Brandie Berrong is a real estate agent based in East Tennessee, serving clients throughout Maryville, Knoxville, Gatlinburg, The Great Smoky Mountains, and the surrounding areas. She works with Realty Executives Associates, the top brokerage in the region, and has built her business around a straightforward idea: that buying or selling a home should feel less like a transaction and more like a partnership.
Originally from Nashville and raised in Maryville, Brandie spent much of her childhood moving for her father’s career. That experience shaped how she thinks about home. For some people, home means stability. For others, it is where life’s milestones are celebrated, or simply a quiet place to watch the sunset. There is no single definition, and she learned early that one size does not fit all. That belief now sits at the center of how she serves her clients.
From Mortgage Lending to Real Estate
Before becoming an agent, Brandie worked in mortgage lending. That background gave her a strong grasp of both the financial and emotional sides of buying a home. She understands the numbers, but she also understands the weight of the decision. Today, that perspective allows her to walk clients through everything from contract to closing with clarity and confidence. Rather than pushing people toward a particular property or timeline, she helps them figure out what home actually means to them.
Stepping Out on Her Own
Brandie has been a consistent top producer at her company for six years running. She has sold over 270 homes in the past seven years, and in 2025, she earned the top producer diamond award from Realty Executives Associates. It was a goal she had set for herself for a long time, and reaching it required doing things differently.
Her path to this point was intentional. She spent five years working on a team, seeking out experience and learning from complex scenarios at a high level. That foundation gave her the skills and confidence to eventually step out on her own. In her first year as a solo agent, she had one of the most successful production years of her career. Her transition reflects a larger trend in the industry: agents moving from team-dependent structures to building independent, relationship-driven businesses backed by strong brokerage support.
A Low-Pressure Approach

What sets Brandie apart is her commitment to being a low-pressure presence in an industry that often feels anything but. She describes her approach as relationship first, with success measured not by a single sale but by long-term trust. Whether someone is buying their first home, looking at lakefront property, or investing in the Great Smoky Mountains, she wants to be the advisor they return to at every stage of life.

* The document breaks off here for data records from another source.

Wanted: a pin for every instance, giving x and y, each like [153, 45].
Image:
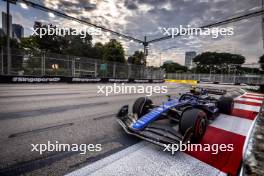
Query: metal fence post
[95, 69]
[129, 71]
[73, 67]
[114, 70]
[2, 61]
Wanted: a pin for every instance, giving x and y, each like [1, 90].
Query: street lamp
[23, 5]
[51, 15]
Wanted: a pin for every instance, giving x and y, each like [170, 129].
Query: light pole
[262, 21]
[8, 37]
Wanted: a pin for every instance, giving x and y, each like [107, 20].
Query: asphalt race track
[75, 113]
[147, 159]
[67, 113]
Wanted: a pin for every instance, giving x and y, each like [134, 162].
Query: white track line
[251, 96]
[147, 159]
[248, 100]
[247, 107]
[232, 123]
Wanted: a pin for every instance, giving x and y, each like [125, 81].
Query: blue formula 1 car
[181, 119]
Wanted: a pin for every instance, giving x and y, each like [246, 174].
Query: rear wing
[213, 91]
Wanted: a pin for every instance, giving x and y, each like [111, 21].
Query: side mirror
[168, 97]
[123, 111]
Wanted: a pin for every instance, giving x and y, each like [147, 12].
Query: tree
[114, 51]
[173, 67]
[261, 61]
[137, 58]
[16, 54]
[98, 50]
[68, 44]
[212, 62]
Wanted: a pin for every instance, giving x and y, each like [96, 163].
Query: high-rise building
[4, 25]
[189, 59]
[18, 31]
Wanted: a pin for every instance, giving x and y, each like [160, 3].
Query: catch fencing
[48, 64]
[220, 78]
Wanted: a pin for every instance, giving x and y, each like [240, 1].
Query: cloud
[140, 18]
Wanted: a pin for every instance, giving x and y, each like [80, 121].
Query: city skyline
[124, 16]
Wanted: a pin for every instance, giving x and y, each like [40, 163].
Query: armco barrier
[181, 81]
[64, 79]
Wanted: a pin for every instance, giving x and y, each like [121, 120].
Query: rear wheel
[196, 121]
[226, 105]
[142, 106]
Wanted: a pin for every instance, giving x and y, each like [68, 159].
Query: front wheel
[226, 105]
[142, 106]
[196, 120]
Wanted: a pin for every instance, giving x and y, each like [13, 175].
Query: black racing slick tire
[196, 121]
[141, 106]
[226, 105]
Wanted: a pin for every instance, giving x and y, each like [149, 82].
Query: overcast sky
[144, 17]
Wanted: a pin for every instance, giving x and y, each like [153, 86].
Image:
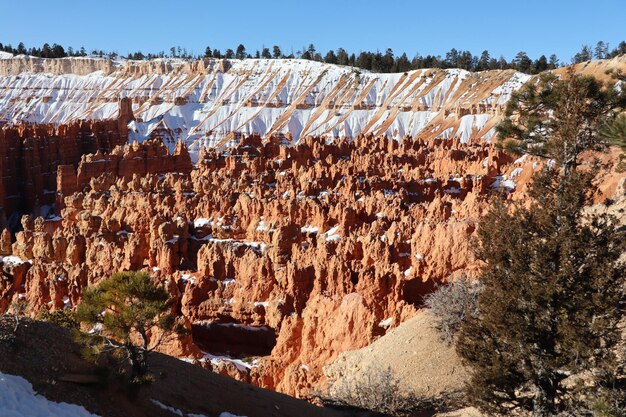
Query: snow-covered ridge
[210, 102]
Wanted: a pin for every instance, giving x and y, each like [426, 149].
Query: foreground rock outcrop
[292, 255]
[281, 252]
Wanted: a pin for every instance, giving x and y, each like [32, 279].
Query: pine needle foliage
[122, 313]
[551, 300]
[560, 118]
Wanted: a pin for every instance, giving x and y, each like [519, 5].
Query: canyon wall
[282, 248]
[31, 153]
[212, 102]
[290, 255]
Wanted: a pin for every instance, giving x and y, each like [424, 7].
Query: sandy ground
[421, 362]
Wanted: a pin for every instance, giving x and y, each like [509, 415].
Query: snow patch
[18, 399]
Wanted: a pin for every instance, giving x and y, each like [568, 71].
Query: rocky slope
[58, 372]
[287, 254]
[292, 254]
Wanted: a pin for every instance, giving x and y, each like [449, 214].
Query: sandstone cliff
[289, 254]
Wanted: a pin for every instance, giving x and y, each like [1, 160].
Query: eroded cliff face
[30, 156]
[293, 254]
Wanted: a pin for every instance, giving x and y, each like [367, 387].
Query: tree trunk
[543, 401]
[138, 363]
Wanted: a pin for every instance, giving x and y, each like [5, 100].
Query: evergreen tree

At the most basic level, every client she works with is trying to solve the same problem: how to get from point A to point B. That might mean turning the idea of buying a home into reality, or navigating a sale without the stress taking over. What often stands in the way is uncertainty and the fear that the process will become overwhelming. Brandie addresses that by thinking several steps ahead. She knows where transactions tend to break down, where stress builds, and where opportunities are missed. Her goal is to anticipate challenges before they arise and solve problems before they escalate. For her, the ideal outcome is not just a successful closing but an experience that feels seamless, honest, resourceful, and even enjoyable.
Rooted in East Tennessee
Outside of work, Brandie is a mother to her nine-year-old daughter, Camden. They spend weekends at local events, cheering on the Tennessee Volunteers, and embracing the rhythm of East Tennessee life. She is deeply rooted in the same community she serves, which adds a personal dimension to her work. By combining the training and resources of a market-leading firm with a highly personalized approach, she has been able to grow her business without sacrificing the quality of experience she provides.
For Brandie, real estate is not just a career. It is a way of building something meaningful in the place she calls home. She sees it as both a responsibility and a privilege to help others find what home means to them.